### This notebook contains the code for RAG implementation with Qdrant DB for Proposal Pro backend
Steps followed:
- Upload files
- for file in files:
    <!-- update_vector_db.py -->
    - for each page in file: 
        - update metadata
        - chunkify with metadata (RecursiveCharacterTextSplitter)
        - append to a docs_list
    - return docs_list
    - update metadata for each chunk in docs_list:
        - chunk.metadata.update({"tags": "", "flename": ""})
    - get embedding model to use
    - create/update vector DB with the docs_list, embedding model, using collection_name (creates embeddings too)


## DB Architecture 
### Approach 1:
Each **Collection** in the Qdrant DB will be associated with a **Project**.
The collections will be simple, Vector databases with: -

- **collection_name**: *ProjectName_ProjectID*.
- **VectorParams**: Size=1024, Distance=COSINE
- **PointStruct**: id, vector=chunk_embedding, payload=chunk_metadata
    - *chunk_metadata*= {filename, tags, page no., content src}

A Qdrant collection can be viewed as a pool of embeddings from all the docs associated with a Project, with the chunk info (Filename, Page No.) maintained in the payload.

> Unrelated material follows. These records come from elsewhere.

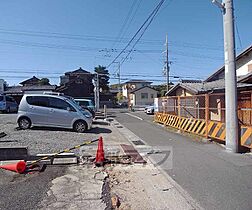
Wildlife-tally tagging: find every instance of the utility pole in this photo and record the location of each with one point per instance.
(119, 77)
(232, 136)
(167, 65)
(96, 92)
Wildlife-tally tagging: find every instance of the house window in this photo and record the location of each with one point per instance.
(144, 95)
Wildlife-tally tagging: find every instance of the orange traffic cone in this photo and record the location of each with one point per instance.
(18, 167)
(99, 160)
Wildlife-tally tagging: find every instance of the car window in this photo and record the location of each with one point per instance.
(83, 103)
(59, 104)
(37, 100)
(10, 99)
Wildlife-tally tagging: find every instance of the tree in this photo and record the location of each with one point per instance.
(103, 76)
(44, 81)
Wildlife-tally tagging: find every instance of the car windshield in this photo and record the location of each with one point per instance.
(83, 103)
(73, 103)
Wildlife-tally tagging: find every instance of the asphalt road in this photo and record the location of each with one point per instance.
(215, 178)
(25, 191)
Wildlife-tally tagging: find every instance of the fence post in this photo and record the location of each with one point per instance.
(206, 112)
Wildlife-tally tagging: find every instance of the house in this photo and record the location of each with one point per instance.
(143, 96)
(30, 82)
(190, 88)
(77, 83)
(29, 86)
(216, 81)
(133, 84)
(243, 66)
(2, 85)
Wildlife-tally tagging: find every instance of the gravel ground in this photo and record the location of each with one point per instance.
(44, 140)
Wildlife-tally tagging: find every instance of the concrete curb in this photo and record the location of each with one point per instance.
(183, 192)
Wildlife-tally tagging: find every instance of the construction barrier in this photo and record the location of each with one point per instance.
(211, 129)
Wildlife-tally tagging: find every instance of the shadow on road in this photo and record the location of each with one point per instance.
(97, 130)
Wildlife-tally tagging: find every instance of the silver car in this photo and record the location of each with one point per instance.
(52, 110)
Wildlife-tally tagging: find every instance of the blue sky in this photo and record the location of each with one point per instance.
(47, 38)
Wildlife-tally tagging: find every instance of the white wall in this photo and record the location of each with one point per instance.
(1, 85)
(145, 101)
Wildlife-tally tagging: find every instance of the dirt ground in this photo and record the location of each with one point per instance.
(143, 187)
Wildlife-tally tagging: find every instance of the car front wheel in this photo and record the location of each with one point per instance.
(80, 126)
(24, 123)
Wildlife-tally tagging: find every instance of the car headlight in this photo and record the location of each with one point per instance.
(87, 114)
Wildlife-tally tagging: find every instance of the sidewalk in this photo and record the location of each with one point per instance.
(135, 186)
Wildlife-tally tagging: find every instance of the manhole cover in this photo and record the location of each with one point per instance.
(138, 142)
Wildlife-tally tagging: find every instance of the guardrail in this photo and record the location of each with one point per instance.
(205, 128)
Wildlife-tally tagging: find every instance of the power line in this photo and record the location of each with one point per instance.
(119, 36)
(151, 19)
(135, 35)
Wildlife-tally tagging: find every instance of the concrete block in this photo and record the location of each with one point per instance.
(63, 161)
(13, 153)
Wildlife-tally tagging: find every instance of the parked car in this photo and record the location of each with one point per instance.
(149, 110)
(52, 110)
(86, 104)
(8, 104)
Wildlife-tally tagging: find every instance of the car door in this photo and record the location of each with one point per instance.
(11, 104)
(38, 110)
(62, 112)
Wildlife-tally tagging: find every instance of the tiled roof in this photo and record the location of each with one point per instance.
(244, 52)
(203, 87)
(21, 89)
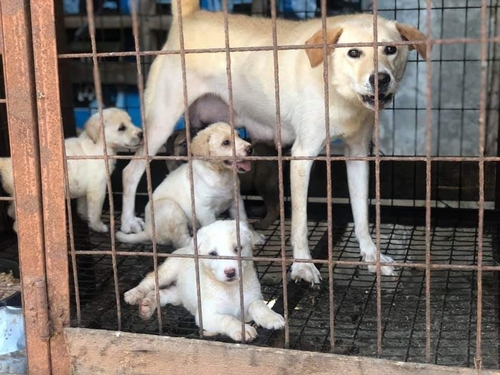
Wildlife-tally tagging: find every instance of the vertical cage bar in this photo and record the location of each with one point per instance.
(482, 139)
(376, 130)
(98, 92)
(428, 154)
(52, 176)
(140, 86)
(281, 190)
(21, 113)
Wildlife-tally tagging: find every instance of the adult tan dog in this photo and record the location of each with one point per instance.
(213, 182)
(352, 77)
(219, 286)
(87, 178)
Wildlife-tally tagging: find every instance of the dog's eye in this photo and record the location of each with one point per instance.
(390, 50)
(354, 53)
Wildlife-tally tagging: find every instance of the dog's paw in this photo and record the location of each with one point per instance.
(133, 225)
(273, 320)
(250, 333)
(384, 270)
(99, 227)
(307, 272)
(133, 296)
(147, 307)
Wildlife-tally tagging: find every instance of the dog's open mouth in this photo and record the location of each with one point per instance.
(241, 166)
(383, 100)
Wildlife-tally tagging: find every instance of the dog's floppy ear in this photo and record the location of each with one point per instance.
(199, 144)
(316, 55)
(412, 34)
(93, 127)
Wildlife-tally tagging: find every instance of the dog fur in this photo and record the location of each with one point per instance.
(219, 284)
(213, 188)
(87, 178)
(352, 86)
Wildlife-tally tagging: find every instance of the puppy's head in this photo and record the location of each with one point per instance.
(118, 127)
(352, 69)
(219, 239)
(177, 143)
(216, 140)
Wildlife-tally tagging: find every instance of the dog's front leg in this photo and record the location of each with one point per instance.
(95, 200)
(300, 171)
(357, 176)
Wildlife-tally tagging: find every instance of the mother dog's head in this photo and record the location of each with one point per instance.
(352, 69)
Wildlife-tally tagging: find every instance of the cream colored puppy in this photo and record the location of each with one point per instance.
(353, 82)
(87, 178)
(213, 190)
(219, 283)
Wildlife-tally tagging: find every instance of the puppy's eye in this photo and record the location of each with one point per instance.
(390, 50)
(354, 53)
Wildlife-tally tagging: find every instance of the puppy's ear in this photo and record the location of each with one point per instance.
(93, 128)
(316, 55)
(199, 144)
(170, 144)
(412, 34)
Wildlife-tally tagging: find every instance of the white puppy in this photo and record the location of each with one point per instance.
(214, 190)
(87, 178)
(220, 290)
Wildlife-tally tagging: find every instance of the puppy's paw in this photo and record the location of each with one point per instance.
(258, 238)
(146, 308)
(272, 320)
(133, 296)
(99, 227)
(307, 272)
(384, 270)
(250, 333)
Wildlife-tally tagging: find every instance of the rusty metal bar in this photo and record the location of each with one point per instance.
(52, 177)
(21, 113)
(140, 86)
(482, 142)
(281, 188)
(428, 151)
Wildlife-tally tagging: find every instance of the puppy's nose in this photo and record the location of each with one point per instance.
(230, 272)
(383, 81)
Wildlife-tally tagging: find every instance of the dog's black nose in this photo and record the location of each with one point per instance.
(383, 81)
(230, 272)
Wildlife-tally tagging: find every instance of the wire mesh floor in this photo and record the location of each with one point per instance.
(453, 296)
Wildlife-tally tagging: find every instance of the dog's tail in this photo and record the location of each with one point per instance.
(188, 7)
(133, 237)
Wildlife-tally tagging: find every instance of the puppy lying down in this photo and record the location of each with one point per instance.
(219, 283)
(87, 178)
(213, 190)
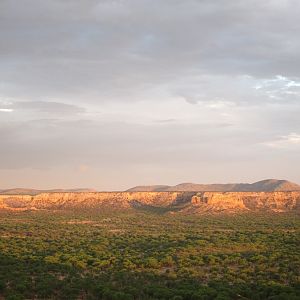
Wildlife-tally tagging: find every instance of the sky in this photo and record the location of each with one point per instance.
(111, 94)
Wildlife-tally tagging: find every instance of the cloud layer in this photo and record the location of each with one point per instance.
(116, 93)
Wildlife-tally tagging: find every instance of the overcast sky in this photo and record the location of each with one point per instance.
(111, 94)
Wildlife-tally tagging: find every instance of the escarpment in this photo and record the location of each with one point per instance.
(175, 202)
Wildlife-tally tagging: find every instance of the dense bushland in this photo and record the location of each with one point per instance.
(127, 255)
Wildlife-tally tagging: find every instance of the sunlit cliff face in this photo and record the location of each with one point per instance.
(113, 94)
(170, 202)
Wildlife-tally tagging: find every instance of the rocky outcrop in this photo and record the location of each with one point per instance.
(180, 202)
(268, 185)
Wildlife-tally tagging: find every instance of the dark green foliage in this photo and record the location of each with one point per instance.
(71, 255)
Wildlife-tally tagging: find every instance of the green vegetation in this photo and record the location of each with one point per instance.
(118, 255)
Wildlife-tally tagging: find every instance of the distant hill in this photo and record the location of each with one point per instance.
(268, 185)
(24, 191)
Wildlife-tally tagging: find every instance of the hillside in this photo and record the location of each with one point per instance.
(268, 185)
(159, 202)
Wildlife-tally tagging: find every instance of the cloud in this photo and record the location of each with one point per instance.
(287, 141)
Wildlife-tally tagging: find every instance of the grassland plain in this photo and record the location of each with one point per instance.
(148, 255)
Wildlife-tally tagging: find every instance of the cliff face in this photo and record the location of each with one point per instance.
(181, 202)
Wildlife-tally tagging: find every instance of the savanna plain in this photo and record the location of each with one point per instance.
(148, 254)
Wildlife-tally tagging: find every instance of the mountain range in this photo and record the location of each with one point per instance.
(268, 185)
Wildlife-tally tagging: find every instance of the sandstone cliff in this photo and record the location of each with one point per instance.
(180, 202)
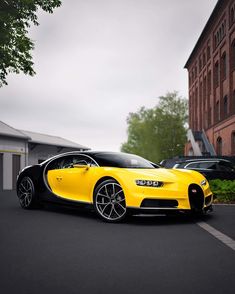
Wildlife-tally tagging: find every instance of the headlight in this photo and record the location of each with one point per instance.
(203, 183)
(148, 183)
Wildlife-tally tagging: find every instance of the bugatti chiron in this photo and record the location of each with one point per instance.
(113, 184)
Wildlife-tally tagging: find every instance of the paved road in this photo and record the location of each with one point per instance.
(66, 251)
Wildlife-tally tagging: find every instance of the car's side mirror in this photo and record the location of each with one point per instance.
(86, 166)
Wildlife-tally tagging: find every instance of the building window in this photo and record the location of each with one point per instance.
(216, 74)
(208, 52)
(223, 66)
(232, 18)
(204, 59)
(209, 117)
(200, 64)
(233, 102)
(217, 112)
(225, 106)
(219, 148)
(233, 143)
(233, 55)
(209, 82)
(220, 33)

For ***Retrieval***, query is sent to a Qdrant collection which returns the *Docs* with the closest match to the query.

#### Pros of this approach:
1. One collection per project

2. Maximum isolation

3. Fastest retrieval

4. Clean resource boundaries

5. Easy deletes and backup

Perfect for proposal-development application (where projects = main unit of work)
#### Cons to this approach:
1. Too many collections will be created. Each colleciton has:
    - Its own HNSW index (a high-perf indexing struct which performs search in logarithmic time)
    - Its own metadata and memory footprint
    - Background maintenance processes
 ***Conclusion***: *Not scalable* when the collection count exceeds beyond a few thousand

2. Cross-project *search* is not possible with this approach. Searches like:
    - “Search across all user projects”
    - “Search across multiple teams”
    - or some form of global context
  become very hard because of isolation of each project.

3. A Qdrant instance with thousands of collections is more complex to move or manage than a single large collection with payload filters.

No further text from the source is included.